Of course, there are twenty lakh graves just like these that are scattered across this subcontinent. They are permanent reminders that men and their matters perish.

These mountains, however, will remain forever”.

Click here to read Ganesh’s article in the Garhwal Post. Many thanks to Anabel Loyd, writer on South Asia, and Rosemary Raza, a long-standing member of BACSA (and for many years our much-appreciated Events Organiser), for sending us the details.

Ed Notes:

Ganesh Saili

Ganesh Saili, who tells us that he lives on ‘Frederick Young’s potato patch’ at nearby Landour, has written over two dozen books. His Mussoorie Medley: Tales of Yesteryear, published in 2010 by Nyogi Books, is ‘full of lively anecdotes about the hill station’s history, people, eccentrics, scandals – everything that makes the place unique’.

Padma Shri Hugh Gantzer 1931-2026

Hugh and Colleen Gantzer, at
their Mussoorie home

Photo: Indianexpress.com

Hugh Gantzer, who had been living at Mussoorie since childhood, became a Commander in the Indian Navy, and served as Judge Advocate of the Southern Naval Command.
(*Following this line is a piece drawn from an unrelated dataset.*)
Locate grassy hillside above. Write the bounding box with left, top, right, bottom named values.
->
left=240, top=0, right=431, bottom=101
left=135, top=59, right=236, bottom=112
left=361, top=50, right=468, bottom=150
After retiring in 1974, Hugh embarked on a joint travel-writing career with his wife Colleen, fulfilling a commission to write a book on Kerala for the India Tourism Development Corporation.

Over the next 50 years they co-authored over 30 books, numerous articles and documentaries.

A ‘fierce protector of the Himalayas’ (and a member of BACSA), Hugh served as a member of the Supreme Court-constituted monitoring committee to track environmental issues in the Doon Valley and Mussoorie.

The Last Post for Padma Shri Hugh Gantzer, 3 February 2026
Photo: Ganesh Saili

In 2025 Hugh and Colleen were jointly awarded Padma Shri, one of India’s highest civilian honours, for their work in the field of travel journalism.